By James Norman, published in Australia's Herald Sun newspaper, October 18, 2006.
As Prime Minister John Howard talks up nuclear energy in Australia, the
world feels a distinctly less safe place this week, after
North Korea
barged its way into the nuclear club.
Dr Robert Oppenheimer, Scientific Director of the Manhattan Project,
predicted that the world would not be the same on hearing of the
bombing of Hiroshima in 1945. But after decades of proliferation many
thought the world had turned away from nuclear weapons.
For a short window throughout the post-cold war period it seemed that
good sense prevailed with countries, including South Africa and the
Soviet Union, dismantling their nuclear programs and renouncing nuclear weapons.
The nuclear genie was kept in the bottle, until now.
As the Western world has been preoccupied with the aftermath of
September 11 and the war on terror, those with darker, less obvious
agendas have been restocking their arsenals; quietly but assiduously positioning themselves against perceived enemies.
The New York Times reported last weekend that 40 countries now had the
skills and technology to make nuclear weapons. And if North Korea
proved anything, it was that the so-called "peaceful atom" and nuclear
weapons are unavoidably linked.
It proved that the notion that nuclear power could just be a safe,
clean energy source was a false and dangerous assumption. And it proved
that the nuclear safeguards are hopelessly inadequate.
India and Pakistan have nuclear programs and Israel has made sure
everyone knows about its nuclear capacity. Iran is hell-bent on joining
the club. Where wil it all end?
Now we hear diplomatic posturing from Japan that they too might have to
look at developing nuclear weapons. After all, if all their neighbours
are doing it, why should they be left out?

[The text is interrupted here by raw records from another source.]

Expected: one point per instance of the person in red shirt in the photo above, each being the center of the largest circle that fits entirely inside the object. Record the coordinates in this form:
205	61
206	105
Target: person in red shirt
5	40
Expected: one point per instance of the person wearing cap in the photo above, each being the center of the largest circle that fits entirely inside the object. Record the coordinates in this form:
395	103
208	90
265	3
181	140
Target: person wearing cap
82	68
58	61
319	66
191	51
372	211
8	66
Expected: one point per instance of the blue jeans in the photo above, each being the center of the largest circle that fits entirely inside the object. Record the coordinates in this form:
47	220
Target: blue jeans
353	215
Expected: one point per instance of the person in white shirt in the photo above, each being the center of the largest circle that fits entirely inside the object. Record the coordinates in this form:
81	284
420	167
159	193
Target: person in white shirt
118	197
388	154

Another step is taken on the
road to world destruction.
Surely, the only way to stop this domino effect is for the world's
major powers, the US, China, Britain and France, to take decisive
action to curtail the spread of nuclear programs, and to quell new nuclear ambitions.
Australia should also play a role in doing so in the Asia-Pacific region.

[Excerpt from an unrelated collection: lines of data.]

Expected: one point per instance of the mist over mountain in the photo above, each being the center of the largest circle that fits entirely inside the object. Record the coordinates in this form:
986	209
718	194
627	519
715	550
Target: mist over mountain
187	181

In this climate, it is not helpful for the Howard Government to be
talking up uranium sales to Asia. It is not helpful for Mr Howard to
say nuclear power is the solution to climate change.

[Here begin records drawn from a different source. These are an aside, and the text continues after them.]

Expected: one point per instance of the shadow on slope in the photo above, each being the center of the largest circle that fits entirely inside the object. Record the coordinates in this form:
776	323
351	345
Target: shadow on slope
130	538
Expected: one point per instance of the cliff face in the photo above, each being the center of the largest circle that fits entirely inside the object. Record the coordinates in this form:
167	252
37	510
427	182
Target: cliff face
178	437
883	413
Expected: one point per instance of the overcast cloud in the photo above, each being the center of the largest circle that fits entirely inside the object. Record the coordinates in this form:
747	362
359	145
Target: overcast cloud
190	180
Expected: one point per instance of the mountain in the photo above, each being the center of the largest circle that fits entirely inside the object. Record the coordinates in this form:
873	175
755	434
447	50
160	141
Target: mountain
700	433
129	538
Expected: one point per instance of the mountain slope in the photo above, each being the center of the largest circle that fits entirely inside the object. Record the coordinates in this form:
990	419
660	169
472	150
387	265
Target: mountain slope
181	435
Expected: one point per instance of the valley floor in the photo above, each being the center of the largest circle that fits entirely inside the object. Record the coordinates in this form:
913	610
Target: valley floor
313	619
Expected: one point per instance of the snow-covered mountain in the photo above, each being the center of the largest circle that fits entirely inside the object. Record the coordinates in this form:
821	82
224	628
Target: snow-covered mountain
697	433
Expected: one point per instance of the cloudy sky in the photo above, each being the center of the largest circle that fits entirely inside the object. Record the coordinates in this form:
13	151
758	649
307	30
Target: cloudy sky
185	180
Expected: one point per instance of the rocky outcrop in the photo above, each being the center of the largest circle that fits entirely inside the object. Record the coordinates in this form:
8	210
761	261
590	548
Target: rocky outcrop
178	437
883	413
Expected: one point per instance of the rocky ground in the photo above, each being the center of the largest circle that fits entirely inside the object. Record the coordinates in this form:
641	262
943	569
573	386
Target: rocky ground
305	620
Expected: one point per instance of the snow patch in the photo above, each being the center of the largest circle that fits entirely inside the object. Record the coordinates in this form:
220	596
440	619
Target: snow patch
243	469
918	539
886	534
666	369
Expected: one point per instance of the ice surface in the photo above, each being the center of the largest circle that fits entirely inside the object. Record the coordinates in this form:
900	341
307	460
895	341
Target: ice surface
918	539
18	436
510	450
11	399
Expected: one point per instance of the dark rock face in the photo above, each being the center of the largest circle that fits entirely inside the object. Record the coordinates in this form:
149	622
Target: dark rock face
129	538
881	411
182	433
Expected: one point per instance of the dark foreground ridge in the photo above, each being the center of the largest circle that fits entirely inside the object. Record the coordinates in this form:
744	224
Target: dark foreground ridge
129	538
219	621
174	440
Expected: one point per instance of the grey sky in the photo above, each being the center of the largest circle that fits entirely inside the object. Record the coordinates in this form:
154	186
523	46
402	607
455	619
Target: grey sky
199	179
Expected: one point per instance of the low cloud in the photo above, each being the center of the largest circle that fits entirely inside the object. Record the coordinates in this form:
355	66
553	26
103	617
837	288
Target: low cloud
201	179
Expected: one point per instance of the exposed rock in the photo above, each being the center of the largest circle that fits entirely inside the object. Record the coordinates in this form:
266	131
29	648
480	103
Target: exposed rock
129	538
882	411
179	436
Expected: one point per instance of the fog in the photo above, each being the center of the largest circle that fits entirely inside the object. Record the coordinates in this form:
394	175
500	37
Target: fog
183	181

This view is refuted as nuclear industry propaganda by leading
scientists, including retired Australian diplomat and former Australian
ambassador to Mexico and Vietnam, Prof Richard Broinowski.
Just because Australia has about 40 per cent of the world's uranium
doesn't mean we should be travelling around Asia like yellow cake
salesmen, offering it to the highest bidder.
If Australia is serious about regional stability then it must see
beyond narrow short-term economic self-interest. There is just too much
at stake.
Mr Howard's indication that Australia would be willing to consider
supplying uranium to India, despite that country not being a member of
the Nuclear Non-proliferation Treaty, sets a dangerous precedent.
Surely the blasts in North Korea prove that point.
The Prime Minister must rethink this position.
The fears of Oppenheimer and other nuclear scientists that
proliferation would result in a deadly spiralling arms race across the
globe is now being
realised. We are on the cusp of potentially insecure times, a legacy
that many will remember from the cold war days, but surely not an
inheritance anyone would wish their children to be forced to revisit.
The Western world must band together now to avoid this dire scenario.
When it comes to curtailing the threat of a new nuclear arms race, now
is not the time for world leaders to be asleep at the wheel or preoccupied with tactical or economic self-interest.
James Norman is a casual-based Greenpeace communications officer and environmental journalist.